12. Nepal’s overall outstanding public debt (external and domestic) has been steadily declining, reaching an estimated 25.6% of GDP in FY2015 (Figure 12). Total external debt decreased to 16.1% of GDP in FY2015 from 17.9% of GDP in FY2014. Similarly, total domestic debt declined to 9.5% of GDP from 10.6% of GDP in FY2014, reflecting the lower than targeted domestic borrowing as a result of the wide gap between actual and planned expenditure. External debt service payments stands at around 8.1% of exports of goods and non-factor services. The declining stock of public debt and debt service payments generally indicate prudent fiscal and public debt management. Nepal’s external debt is mostly on concessional terms and faces low debt distress as per the latest debt sustainability analysis. Box 1 provides further insight on the composition of Nepal’s outstanding public debt.

Figure: 12: Public debt (% of GDP)

V. Public Enterprises

13. The overall performance of public enterprises (PEs) worsened in FY2014 as a result of large losses incurred by Nepal Oil Corporation (NOC) and Nepal Electricity Authority (NEA). The continued mismatch between international price of oil and domestic retail price led to the huge losses of NOC. Similarly, the mismatch between per unit production cost of electricity and per unit selling price resulted in large loss of NEA. However, in FY2015 the net profit of public enterprises is expected to increase drastically, largely due to the huge profit earned by NOC and stable profit of Nepal Telecom (Figure 13). Of the 37 PEs, 15 are expected to make losses in FY2015. As a result of the automatic price adjustment mechanism followed by NOC and continued low international oil prices, including that of LPG cooking gas, NOC is expected to post net profit of NRs18.0 billon (0.85% of GDP) after five years of continued losses. NEA’s losses are expected to increase by twofold to NRs8.5 billion (0.4% of GDP) as the wedge between production and retail price widens. [8] Nepal Telecom is expected to post a marginal increase in profit, reaching NRs11.9 billion (0.6% of GDP).

Figure 13: Net earnings of select public enterprises (% of GDP)

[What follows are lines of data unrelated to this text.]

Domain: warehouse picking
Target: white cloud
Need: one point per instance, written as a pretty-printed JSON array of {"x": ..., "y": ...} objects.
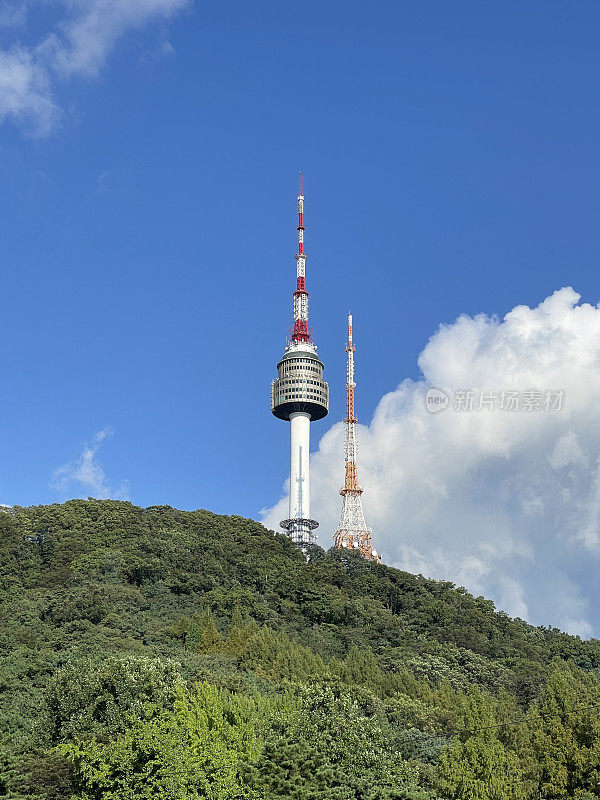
[
  {"x": 87, "y": 473},
  {"x": 505, "y": 503},
  {"x": 77, "y": 45}
]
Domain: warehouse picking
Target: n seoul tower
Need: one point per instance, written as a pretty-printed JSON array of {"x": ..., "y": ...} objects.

14.. The cumulative liabilities of PEs decreased from 2.5% of GDP in FY2013 to 1.8% of GDP in FY2014 as a result of the decline in both unfunded and contingent liabilities. The unfunded liabilities (salary, pension, social security contribution, health care, and recurrent costs, among others, that the PEs cannot finance themselves) had increased steadily from 1.0% of GDP in FY2009 to 1.6% of GDP in FY2013 and marginally declined to 1.4% of GDP in FY2014. A major contributor to the rise in unfunded liabilities is the hike in salary and allowances in the public sector. Meanwhile, contingent liabilities (state guarantees of loans, defaults of PEs, and clean-up liabilities of privatized PEs, among others) increased in FY2013 after a steady decline in the past four years, but again declined in FY2014. It declined from 0.9% of GDP in FY2013 to 0.5% of GDP in FY2014 (Figure 14).

Figure 14: Unfunded and contingent liabilities (% of GDP)

15.. Either privatization or liquidation of loss making PEs needs to be accelerated to reduce the budget drain. The weak financial position of PEs has led to large unfunded liabilities, especially for pension and other related retirement benefits, which could ultimately become the government’s liabilities. It may be noted that due to the lack of accurate and updated data, the contingent liability of PEs presented here are at best conservative estimates. It is likely that the government is exposed to much higher level of liabilities. In this regard, fiscal and macroeconomic stability could potentially be subject to significant risks. Continuing the adjustment of electricity tariffs and automatic adjustment of fuel prices to reflect the true cost of production will help to lower the losses and liabilities.


[1] Absorptive capacity generally refers to the skills mastered by bureaucracy, state of infrastructure, and quality of institutions.

[2] Subsidies include direct subsidies to non-financial public corporations and private enterprises only. Actual direct and indirect subsidies are much higher. This does not include subsidies for chemical and organic fertilizer, micro-hydropower projects, transportation subsidy for seed and fertilizer supply, and interest subsidies to farmers groups and cooperatives, among others.

[3] Use of goods and services consists of (i) rent & services; (ii) operation and maintenance of capital assets; (iii) office materials and services; (iv) consultancy and other services fee; (v) program expenses; (vi) monitoring, evaluation and travel expenses; (vii) recurrent contingencies; and (viii) miscellaneous.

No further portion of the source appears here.